Solving non-linear Equations

For linear functions, it's easy to determine the number of roots, while for non-linear equations, this is harder.

Bisection Method

For continuous functions, using IVT, we can determine the minimum number of roots.
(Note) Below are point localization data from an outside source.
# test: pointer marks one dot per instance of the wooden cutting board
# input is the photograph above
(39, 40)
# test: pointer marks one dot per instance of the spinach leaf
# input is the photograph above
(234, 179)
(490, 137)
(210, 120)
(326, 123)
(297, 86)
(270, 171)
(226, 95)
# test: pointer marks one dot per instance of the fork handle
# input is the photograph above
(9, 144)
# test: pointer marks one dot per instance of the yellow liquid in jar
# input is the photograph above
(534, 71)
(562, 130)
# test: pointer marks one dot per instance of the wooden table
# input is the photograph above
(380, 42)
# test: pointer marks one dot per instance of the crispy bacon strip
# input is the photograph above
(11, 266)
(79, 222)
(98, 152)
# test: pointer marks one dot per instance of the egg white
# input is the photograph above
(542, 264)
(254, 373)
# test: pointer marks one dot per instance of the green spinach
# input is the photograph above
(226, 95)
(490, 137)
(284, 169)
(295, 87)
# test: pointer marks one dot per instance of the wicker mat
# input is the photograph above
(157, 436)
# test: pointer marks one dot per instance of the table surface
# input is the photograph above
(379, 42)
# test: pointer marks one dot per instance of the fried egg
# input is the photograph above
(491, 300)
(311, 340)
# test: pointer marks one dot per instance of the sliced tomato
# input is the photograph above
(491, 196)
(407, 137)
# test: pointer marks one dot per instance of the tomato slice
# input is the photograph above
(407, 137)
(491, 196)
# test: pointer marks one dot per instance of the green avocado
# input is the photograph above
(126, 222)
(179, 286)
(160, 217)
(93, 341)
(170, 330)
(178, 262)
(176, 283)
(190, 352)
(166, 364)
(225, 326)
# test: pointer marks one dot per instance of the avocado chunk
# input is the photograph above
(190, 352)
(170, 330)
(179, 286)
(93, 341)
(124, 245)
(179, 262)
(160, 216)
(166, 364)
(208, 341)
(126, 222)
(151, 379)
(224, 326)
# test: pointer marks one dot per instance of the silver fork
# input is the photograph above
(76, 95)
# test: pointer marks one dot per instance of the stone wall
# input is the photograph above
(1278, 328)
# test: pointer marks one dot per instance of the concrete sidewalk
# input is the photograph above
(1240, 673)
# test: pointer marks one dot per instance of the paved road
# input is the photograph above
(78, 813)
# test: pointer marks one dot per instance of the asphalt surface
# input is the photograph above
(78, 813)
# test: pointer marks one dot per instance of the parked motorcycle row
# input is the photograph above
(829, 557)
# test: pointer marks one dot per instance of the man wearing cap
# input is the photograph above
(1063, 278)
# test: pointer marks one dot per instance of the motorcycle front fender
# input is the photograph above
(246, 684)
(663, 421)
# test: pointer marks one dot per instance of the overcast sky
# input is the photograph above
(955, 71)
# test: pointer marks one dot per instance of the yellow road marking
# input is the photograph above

Then, using this fact, we define a recursive algorithm

  • find \(a, b\) s.t. \(f(a)f(b)\leq 0\)
  • take \(m = (a+b)/2\), if \(f(a)f(m)\leq 0\), then the root \(x\in [a,m]\), otherwise \(f(b)f(m)\leq 0, x\in[m,b]\)
bisection method
init a, b <= f(a)f(b) <= 0
while b - a > tolerance:
    m = (a + b) / 2
    if f(a)f(m) <= 0:
        a = m
    else:
        b = m

By nested interval theorem, we are guaranteed to find one solution.

Fixed Point Method

A point \(x^*\) is a fixed point of a function \(g\) if \(x^*=g(x^*)\)

Contraction Mapping Theorem

A function \(f:\mathbb R^n \rightarrow \mathbb R^n\) is a contraction if \(\exists \gamma < 1, \|f(x)-f(y)\| < \gamma \|x-y\|\), then \(\exists x^*, x^* = g(x^*)\), i.e. exists a fixed point.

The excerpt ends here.